SECTION 2. Pledge of Security. Pledgor hereby pledges to Pledgee
and grants to Pledgee a first priority security interest in all of the Pledged
Collateral.
SECTION 3. Security for Obligations. This Agreement secures, and
the Pledged Collateral is collateral security for, (i) the prompt payment and
performance in full when due, whether at stated maturity, by acceleration or
otherwise (including the payment of amounts that would become due but for the
operation of the automatic stay under Section 362(a) of the Bankruptcy Code
and the operation of Sections 502(b) and 506(b) of the Bankruptcy Code or any
successor provision thereto, and all interest accruing on the payment
obligations set forth in the Note after the filing of a petition by or against
the Pledgor under the Bankruptcy Code, in accordance with the Note whether or
not the claim for such interest is allowed as a claim after such filing in any
proceeding under the Bankruptcy Code), of all obligations of Pledgor under the
Note, whether now existing or hereafter arising, voluntary or involuntary,
whether or not jointly owed with others, direct or indirect, absolute or
contingent, liquidated or unliquidated, and whether or not from time to time
decreased or extinguished and later increased, created or incurred and all or
any portion of such obligations that are paid to the extent all or any part of
such payment is avoided or recovered directly or indirectly from Pledgee as a
preference, fraudulent transfer or otherwise (all such obligations being the
"Underlying Debt"), and (ii) all obligations or liabilities of every nature of
Pledgor now or hereafter existing under this Agreement (all such obligations
of Pledgor, together with the Underlying Debt, being the "Secured
Obligations").
SECTION 4. Delivery of Pledged Collateral.
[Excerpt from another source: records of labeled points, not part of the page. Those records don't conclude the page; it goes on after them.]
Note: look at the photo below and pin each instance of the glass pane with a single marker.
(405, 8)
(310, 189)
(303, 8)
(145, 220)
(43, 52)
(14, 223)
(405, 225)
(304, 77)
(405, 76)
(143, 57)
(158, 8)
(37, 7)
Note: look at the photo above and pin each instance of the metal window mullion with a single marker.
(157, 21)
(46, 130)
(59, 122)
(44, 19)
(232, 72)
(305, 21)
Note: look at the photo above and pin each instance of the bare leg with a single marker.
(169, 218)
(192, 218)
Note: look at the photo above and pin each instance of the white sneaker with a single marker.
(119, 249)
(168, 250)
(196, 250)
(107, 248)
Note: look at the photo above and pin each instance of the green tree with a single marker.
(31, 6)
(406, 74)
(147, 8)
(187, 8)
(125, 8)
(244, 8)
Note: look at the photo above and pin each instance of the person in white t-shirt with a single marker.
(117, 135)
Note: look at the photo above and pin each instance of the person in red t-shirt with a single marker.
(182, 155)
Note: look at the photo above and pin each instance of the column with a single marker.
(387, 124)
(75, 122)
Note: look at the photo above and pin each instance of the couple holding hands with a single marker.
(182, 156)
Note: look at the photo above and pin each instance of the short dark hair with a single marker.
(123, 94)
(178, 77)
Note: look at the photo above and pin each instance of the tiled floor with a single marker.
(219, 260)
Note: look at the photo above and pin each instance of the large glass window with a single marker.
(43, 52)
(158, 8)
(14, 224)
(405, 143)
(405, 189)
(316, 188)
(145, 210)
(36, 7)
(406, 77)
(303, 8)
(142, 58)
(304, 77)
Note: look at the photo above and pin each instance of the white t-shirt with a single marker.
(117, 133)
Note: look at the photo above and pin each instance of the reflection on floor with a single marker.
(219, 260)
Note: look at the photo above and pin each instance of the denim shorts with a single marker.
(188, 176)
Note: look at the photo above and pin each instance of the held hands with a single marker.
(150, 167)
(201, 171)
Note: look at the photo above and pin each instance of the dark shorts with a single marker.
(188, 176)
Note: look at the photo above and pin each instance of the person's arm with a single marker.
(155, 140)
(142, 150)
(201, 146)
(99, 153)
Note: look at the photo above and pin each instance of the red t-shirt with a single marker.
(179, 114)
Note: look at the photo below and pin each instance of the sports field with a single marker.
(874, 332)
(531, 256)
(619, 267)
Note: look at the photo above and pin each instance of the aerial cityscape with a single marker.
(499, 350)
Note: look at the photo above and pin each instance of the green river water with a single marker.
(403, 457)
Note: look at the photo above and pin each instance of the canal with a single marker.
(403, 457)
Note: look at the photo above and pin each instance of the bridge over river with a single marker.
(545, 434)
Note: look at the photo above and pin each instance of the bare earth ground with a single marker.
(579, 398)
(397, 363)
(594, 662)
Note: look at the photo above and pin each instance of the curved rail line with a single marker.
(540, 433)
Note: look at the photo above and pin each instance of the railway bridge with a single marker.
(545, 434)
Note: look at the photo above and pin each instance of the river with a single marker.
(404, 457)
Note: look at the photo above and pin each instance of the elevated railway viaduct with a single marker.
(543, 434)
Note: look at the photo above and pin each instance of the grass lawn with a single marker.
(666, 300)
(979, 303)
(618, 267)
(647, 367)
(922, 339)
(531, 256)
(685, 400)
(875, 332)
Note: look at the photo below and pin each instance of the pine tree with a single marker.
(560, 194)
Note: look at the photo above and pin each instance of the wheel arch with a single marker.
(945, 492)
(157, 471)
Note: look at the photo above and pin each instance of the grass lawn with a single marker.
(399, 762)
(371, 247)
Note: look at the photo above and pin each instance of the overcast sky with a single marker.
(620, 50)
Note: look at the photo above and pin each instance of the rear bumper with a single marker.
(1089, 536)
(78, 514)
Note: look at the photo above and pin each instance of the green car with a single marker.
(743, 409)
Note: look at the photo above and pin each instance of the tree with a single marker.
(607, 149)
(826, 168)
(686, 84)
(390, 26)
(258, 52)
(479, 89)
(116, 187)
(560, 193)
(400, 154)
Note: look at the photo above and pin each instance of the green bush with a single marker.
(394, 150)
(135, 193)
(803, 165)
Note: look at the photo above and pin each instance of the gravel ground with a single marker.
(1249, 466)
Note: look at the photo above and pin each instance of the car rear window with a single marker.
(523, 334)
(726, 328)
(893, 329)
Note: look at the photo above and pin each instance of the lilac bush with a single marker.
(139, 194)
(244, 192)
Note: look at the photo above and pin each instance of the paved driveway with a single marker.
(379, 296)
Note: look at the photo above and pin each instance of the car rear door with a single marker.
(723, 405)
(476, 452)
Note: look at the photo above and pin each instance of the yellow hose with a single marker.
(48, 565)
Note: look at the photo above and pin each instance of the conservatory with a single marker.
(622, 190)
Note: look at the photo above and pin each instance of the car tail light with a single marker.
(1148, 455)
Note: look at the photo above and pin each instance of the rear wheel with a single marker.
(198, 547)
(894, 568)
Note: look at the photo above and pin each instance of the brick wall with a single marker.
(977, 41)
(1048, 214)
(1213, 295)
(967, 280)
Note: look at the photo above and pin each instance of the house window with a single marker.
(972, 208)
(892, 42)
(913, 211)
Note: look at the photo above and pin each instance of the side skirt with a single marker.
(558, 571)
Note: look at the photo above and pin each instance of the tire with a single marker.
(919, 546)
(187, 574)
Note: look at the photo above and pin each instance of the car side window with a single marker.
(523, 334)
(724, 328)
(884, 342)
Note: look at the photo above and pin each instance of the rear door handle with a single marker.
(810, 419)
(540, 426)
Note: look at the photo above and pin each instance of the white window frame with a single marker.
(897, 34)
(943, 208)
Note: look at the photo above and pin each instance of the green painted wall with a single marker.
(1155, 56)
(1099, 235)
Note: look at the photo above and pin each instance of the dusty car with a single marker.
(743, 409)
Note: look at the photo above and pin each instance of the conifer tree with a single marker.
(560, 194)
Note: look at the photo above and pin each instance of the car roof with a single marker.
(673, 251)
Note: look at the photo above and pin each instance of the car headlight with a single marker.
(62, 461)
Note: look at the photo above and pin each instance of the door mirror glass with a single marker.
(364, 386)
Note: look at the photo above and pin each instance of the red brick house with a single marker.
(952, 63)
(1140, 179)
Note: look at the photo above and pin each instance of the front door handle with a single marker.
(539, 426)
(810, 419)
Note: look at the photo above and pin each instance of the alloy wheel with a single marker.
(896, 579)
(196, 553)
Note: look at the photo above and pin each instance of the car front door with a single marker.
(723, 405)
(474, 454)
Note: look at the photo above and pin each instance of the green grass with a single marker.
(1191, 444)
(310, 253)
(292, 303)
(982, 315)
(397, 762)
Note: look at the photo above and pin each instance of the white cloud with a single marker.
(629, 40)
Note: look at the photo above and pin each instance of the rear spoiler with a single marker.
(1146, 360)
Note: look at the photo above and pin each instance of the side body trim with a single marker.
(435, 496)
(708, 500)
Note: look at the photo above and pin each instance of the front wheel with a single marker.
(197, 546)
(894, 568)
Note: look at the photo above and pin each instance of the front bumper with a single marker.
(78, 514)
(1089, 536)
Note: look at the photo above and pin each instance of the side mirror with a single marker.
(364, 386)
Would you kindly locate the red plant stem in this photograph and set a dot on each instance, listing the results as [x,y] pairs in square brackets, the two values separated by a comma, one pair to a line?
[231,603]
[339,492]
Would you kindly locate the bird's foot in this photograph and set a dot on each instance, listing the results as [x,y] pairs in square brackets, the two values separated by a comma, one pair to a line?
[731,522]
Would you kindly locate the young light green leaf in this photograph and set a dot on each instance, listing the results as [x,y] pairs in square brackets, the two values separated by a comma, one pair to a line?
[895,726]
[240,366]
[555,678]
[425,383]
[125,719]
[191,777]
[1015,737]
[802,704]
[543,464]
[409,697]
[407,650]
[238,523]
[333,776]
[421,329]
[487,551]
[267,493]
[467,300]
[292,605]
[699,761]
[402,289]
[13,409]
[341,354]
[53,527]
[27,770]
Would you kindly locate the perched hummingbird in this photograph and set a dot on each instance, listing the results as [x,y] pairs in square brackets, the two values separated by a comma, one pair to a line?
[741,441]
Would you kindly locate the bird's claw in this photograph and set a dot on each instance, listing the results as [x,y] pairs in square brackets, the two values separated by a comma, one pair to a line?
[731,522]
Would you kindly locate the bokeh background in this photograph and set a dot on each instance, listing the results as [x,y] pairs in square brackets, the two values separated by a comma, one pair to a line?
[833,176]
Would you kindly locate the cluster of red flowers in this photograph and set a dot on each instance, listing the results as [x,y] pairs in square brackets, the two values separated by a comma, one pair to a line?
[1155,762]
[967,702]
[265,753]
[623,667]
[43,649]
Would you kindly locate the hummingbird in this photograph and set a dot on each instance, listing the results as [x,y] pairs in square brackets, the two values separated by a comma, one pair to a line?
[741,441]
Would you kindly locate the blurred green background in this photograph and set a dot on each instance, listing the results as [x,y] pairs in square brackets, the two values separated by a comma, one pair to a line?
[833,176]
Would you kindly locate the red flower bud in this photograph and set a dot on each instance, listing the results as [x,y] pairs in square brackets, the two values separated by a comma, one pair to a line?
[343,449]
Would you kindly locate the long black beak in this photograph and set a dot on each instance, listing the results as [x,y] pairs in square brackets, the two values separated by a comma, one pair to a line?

All certificates or
instruments representing or evidencing the Pledged Collateral shall be
delivered to and held by or on behalf of Pledgee pursuant hereto and shall be
in suitable form for transfer by delivery, or, as applicable, shall be
accompanied by Xxxxxxx's endorsement, where necessary, of duly executed
instruments of transfer or assignment in blank, all in form and substance
satisfactory to Pledgee. If an Event of Default shall have occurred and be
continuing, Pledgee shall have the right, at any time in its discretion and
without notice to Pledgor, to transfer to or to register in the name of
Pledgee or any of its nominees any or all of the Pledged Collateral, subject
only to the revocable rights specified in Section 8(a) hereof. In addition,
if an Event of Default shall have occurred and be continuing, Pledgee shall
have the right at any time to exchange certificates or instruments
representing or evidencing Pledged Collateral for certificates or instruments
of smaller or larger denominations.
SECTION 5. Representations and Warranties. Pledgor hereby
represents and warrants to Pledgee as follows:
(a) Pledged Collateral. There are no outstanding options,
warrants, rights to subscribe, stock purchase rights or other agreements
granted or entered into by Pledgor outstanding with respect to, or property
that is now or hereafter convertible into, or that requires the issuance or
sale of, any Pledged Shares.
(b) Ownership of Pledged Collateral. Pledgor is the sole legal,
record and beneficial owner of the Pledged Collateral pledged by Pledgor free
and clear of any lien except for the security interest created by this
Agreement.
(c) Consents. No consent of any other party (including, without
limitation, stockholders or creditors of Pledgor or any Person under any
contractual obligation of Pledgor) and no consent, authorization, approval or
other action by, and no notice to or filing with, any governmental authority
or regulatory body is required either (i) for the pledge by Pledgor of the
Pledged Collateral pursuant to this Agreement and the grant by Pledgor of the
security interest granted hereby or for the execution, delivery or performance
of this Agreement by Xxxxxxx, or (ii) for the exercise by Pledgee of the
voting or other rights provided for in this Agreement or the remedies in
respect of the Pledged Collateral pursuant to this Agreement (except (A) those
which have been obtained or made, and (B) as may be required in connection
with a disposition of Pledged Collateral by laws affecting the offering and
sale of securities generally or the disposition of collateral generally).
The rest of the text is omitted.